Mais de 100 líderes do setor privado comprometeram-se a acelerar a transição das suas empresas para a economia verde. Um grupo constituído por alguns dos maiores proprietários de ativos do mundo prometeu mudar suas carteiras para investimentos neutros em carbono até 2050. A esta iniciativa soma-se um recente apelo de um grupo de gestores de ativos, que representa quase metade do capital investido no mundo, para que os líderes mundiais aumentem os preços do carbono e eliminem gradualmente os subsídios aos combustíveis fósseis e à energia movida a carvão em todo o mundo.
O Clube Internacional das Instituições Financeiras prometeu mobilizar 1 trilhão de dólares para financiar energia limpa até 2025, em 20 países menos desenvolvidos. Um terço do setor bancário mundial comprometeu-se em alinhar práticas com as metas do Acordo de Paris e os Objetivos de Desenvolvimento Sustentável.
A Cúpula também permitiu mostrar como as cidades e as indústrias globais, como a do transporte marítimo, podem alcançar grandes reduções nas emissões. Foram ainda destacadas iniciativas para proteger as florestas e assegurar o abastecimento de água.

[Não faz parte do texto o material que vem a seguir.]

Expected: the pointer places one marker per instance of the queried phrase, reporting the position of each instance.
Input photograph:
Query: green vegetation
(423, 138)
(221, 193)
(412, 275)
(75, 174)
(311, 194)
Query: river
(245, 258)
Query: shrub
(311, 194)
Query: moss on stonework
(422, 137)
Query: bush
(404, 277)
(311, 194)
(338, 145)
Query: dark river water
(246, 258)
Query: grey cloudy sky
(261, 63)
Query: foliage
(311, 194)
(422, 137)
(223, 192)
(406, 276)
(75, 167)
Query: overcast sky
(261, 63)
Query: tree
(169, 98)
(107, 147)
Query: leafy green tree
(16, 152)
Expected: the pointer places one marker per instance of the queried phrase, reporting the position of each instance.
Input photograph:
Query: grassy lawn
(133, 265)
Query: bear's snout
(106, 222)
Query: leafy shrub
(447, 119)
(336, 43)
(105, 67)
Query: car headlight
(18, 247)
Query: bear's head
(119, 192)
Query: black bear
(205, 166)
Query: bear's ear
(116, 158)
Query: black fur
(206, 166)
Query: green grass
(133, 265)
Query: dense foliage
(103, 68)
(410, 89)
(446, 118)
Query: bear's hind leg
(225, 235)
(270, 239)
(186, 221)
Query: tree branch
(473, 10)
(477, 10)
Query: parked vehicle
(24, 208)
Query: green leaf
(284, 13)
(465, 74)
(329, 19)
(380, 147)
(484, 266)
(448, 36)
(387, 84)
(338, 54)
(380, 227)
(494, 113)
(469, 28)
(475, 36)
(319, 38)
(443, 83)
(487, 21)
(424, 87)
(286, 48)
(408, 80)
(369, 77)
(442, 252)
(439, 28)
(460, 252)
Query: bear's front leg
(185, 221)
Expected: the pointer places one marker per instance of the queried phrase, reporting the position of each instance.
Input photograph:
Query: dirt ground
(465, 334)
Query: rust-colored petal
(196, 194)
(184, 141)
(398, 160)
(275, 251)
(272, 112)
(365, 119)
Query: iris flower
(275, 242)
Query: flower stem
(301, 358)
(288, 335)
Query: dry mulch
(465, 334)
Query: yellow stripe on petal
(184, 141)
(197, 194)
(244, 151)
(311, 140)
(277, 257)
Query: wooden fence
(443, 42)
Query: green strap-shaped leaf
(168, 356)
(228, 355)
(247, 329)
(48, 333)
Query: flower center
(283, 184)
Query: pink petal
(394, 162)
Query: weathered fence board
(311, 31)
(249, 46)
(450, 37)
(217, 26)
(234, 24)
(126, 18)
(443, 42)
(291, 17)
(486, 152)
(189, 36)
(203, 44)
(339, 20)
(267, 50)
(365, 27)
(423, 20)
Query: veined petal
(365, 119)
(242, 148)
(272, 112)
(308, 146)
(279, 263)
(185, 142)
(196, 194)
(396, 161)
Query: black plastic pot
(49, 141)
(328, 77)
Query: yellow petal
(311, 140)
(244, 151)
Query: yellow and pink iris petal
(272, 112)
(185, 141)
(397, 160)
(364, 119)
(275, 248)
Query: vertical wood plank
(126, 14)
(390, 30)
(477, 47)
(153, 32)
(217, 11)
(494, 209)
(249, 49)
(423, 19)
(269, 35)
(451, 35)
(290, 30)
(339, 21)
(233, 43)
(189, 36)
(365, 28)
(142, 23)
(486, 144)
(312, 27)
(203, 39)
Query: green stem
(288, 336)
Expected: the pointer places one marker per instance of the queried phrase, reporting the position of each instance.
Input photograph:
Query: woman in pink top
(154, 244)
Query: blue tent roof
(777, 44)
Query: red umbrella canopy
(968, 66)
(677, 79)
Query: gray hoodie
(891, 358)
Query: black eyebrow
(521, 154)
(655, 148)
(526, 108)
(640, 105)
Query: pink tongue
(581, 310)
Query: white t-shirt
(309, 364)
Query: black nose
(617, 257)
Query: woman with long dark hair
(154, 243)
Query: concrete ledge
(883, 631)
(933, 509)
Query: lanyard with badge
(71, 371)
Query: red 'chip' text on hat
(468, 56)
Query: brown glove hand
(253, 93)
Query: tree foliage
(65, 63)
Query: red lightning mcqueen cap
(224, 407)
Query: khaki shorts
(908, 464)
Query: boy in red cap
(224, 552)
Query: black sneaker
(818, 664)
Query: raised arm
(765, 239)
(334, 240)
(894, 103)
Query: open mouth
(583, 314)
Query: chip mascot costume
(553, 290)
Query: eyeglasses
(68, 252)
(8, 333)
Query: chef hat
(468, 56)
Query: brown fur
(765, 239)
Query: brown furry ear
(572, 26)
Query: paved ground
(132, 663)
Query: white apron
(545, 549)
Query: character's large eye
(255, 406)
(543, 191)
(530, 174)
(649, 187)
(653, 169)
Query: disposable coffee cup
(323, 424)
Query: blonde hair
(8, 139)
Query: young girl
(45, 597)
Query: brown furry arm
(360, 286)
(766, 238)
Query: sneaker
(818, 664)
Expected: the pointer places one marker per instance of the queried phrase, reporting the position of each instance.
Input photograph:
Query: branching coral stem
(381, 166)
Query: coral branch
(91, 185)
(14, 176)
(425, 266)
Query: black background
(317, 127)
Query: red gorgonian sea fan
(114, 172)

Todos estes passos são importantes, mas não são suficientes.
Desde o início, esta cúpula foi projetada para alertar o mundo e acelerar a ação a uma escala mais ampla. Também serviu de palco mundial para ouvir verdades duras e para iluminar o caminho tanto dos que estão na linha da frente, como daqueles que não querem liderar esta ação. Os que negam ou os grandes emissores de gases para a atmosfera não têm agora onde se esconder. Continuarei a incentivá-los para que façam mais e a impulsionar soluções econômicas verdes em todo o mundo.
O nosso Planeta precisa de ação a uma escala verdadeiramente global. No entanto, tal não pode ser alcançado da noite para o dia e não pode acontecer sem o envolvimento total daqueles que mais contribuíram para esta crise. Se quisermos evitar o precipício climático, é necessário fazer muito mais para responder ao apelo da ciência e reduzir as emissões de gases do Efeito Estufa em 45% até 2030, alcançar a neutralidade de carbono até 2050 e limitar o aumento da temperatura a 1,5°C até ao fim do século. Só assim poderemos garantir um futuro para o nosso mundo.

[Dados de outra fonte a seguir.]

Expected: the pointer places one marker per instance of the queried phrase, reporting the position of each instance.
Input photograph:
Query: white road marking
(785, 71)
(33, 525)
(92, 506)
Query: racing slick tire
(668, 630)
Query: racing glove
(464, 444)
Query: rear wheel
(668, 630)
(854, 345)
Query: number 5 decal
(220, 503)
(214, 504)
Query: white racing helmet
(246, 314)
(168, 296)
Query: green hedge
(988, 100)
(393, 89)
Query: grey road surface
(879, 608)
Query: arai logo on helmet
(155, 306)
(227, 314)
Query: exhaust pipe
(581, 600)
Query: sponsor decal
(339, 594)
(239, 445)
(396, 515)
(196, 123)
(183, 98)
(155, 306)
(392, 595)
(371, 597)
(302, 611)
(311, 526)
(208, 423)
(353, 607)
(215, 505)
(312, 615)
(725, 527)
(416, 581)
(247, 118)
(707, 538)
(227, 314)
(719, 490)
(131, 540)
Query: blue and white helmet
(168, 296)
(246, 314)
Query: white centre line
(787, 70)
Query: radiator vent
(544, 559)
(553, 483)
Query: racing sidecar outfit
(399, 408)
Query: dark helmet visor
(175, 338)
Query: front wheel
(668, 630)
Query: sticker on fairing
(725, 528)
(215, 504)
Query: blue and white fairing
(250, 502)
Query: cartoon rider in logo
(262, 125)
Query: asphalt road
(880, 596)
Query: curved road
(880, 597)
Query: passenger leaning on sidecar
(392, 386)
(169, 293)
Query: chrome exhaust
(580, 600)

Muitos países parecem continuar viciados no carvão, apesar de existirem soluções ecológicas mais baratas. Devemos ir mais longe na fixação do preço do carbono, garantindo que não haja novas fábricas de carvão até 2020 e deixando de desperdiçar o dinheiro dos contribuintes no financiamento da moribunda indústria dos combustíveis fósseis, que só aumenta o número de furacões, propaga doenças tropicais e agrava conflitos.
Ao mesmo tempo, os países desenvolvidos devem cumprir o seu compromisso de disponibilizar 100 bilhões de dólares de fundos públicos e privados, todos os anos, até 2020, para a mitigação e a adaptação nos países em desenvolvimento. Com efeito, irei me certificar de que os compromissos assumidos pelos países, pelo setor privado e pelas autoridades locais sejam cumpridos a partir da conferência climática da ONU (COP25) que terá lugar em Dezembro em Santiago, no Chile.
A ONU está unida no apoio à realização destas iniciativas.
As alterações climáticas são a questão que define o nosso tempo.
A ciência nos mostra que, se nada for feito, enfrentaremos ao menos 3°C de aquecimento global até ao fim do século. Eu não estarei aqui, mas minhas netas, sim. Recuso-me a ser cúmplice na destruição de seu único lar. Os jovens, a ONU e um número crescente de líderes do setor empresarial, do setor financeiro, do governo e da sociedade civil, em suma, muitos de nós, estão se mobilizando e tomando medidas. Contudo, necessitamos de muitos mais para sermos bem-sucedidos no combate às mudanças climáticas.
Temos um longo caminho a percorrer, mas o primeiro passo foi dado.